# Pre-Processing

In [8]:
import numpy as np 
import pandas as pd

from sklearn.pipeline import Pipeline, make_pipeline
from sklearn.compose import make_column_transformer, ColumnTransformer
from sklearn.impute import KNNImputer, SimpleImputer
from sklearn.preprocessing import StandardScaler, MinMaxScaler, RobustScaler, FunctionTransformer

In [12]:
train = pd.read_csv("data/Train.csv")
test = pd.read_csv("data/Test.csv")

df = train.copy()

## Dropping 

In [3]:
def drop_cols(df):
    # Dropping columns with more than 90% missing values
    missing_percent = df.isnull().mean()
    columns_to_drop = missing_percent[missing_percent > 0.9].index
    df.drop(columns=columns_to_drop, inplace=True)
    
    # Dropping id columns
    df.drop('id', axis=1, inplace=True)
    df.drop('site_id', axis=1, inplace=True)
    df.drop('date', axis=1, inplace=True)

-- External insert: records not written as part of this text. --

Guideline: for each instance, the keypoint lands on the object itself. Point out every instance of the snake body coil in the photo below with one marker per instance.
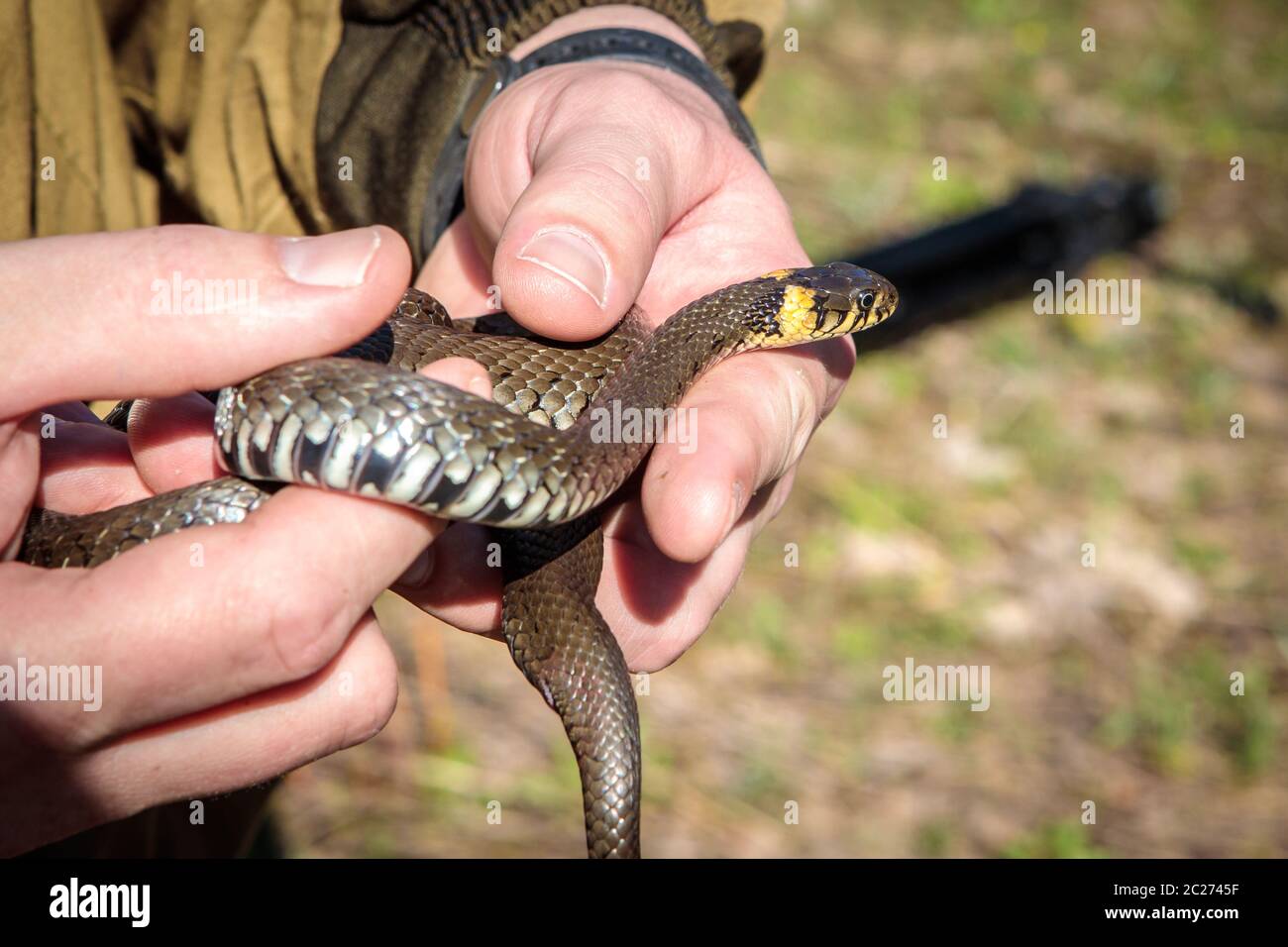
(531, 462)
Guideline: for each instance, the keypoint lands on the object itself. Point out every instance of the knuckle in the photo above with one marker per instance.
(303, 631)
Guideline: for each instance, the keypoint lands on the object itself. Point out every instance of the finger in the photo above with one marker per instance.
(153, 312)
(267, 613)
(572, 222)
(215, 751)
(752, 418)
(210, 613)
(456, 274)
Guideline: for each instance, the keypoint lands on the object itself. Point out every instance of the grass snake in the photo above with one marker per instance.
(365, 423)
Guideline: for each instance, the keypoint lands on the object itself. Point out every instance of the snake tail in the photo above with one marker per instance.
(567, 652)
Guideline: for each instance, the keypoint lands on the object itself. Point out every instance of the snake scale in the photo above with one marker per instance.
(529, 463)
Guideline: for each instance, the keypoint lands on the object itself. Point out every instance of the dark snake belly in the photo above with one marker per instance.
(364, 423)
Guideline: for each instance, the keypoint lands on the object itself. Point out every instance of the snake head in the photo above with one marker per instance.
(820, 302)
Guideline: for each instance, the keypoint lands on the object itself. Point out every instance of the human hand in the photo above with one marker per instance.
(590, 187)
(219, 669)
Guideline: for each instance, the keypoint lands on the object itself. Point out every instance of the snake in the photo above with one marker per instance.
(535, 462)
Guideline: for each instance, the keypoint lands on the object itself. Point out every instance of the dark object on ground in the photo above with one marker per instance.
(996, 256)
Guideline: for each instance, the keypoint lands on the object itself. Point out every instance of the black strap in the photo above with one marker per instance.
(447, 198)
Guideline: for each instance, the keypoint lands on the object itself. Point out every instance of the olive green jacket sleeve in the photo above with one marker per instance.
(277, 116)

    # City and Country can be dropped since we have site_latitude and site_longitude
    df.drop('city', axis=1, inplace=True)
    df.drop('country', axis=1, inplace=True)

    return df 

In [20]:
drop_transformer = make_pipeline(FunctionTransformer(func=drop_cols))

## Imputation

In [15]:
knn_imputer = make_pipeline(KNNImputer(n_neighbors=5, weights="distance"))
imputer = make_pipeline(SimpleImputer(strategy="mean"))

In [16]:
cols_with_missing_values = df.columns[df.isnull().any()].tolist()

## Scaling

In [17]:
std = make_pipeline(StandardScaler())
min_max = make_pipeline(MinMaxScaler())
rob = make_pipeline(RobustScaler())

In [19]:
numeric_features = df.select_dtypes(include=["int64", "float64"]).columns.tolist()

# Pre-Processor

In [25]:
transformer = make_column_transformer(
    #(drop_transformer, slice(None)),
    (knn_imputer, cols_with_missing_values),
    remainder=std
)

In [24]:
preprocessor = make_pipeline(transformer)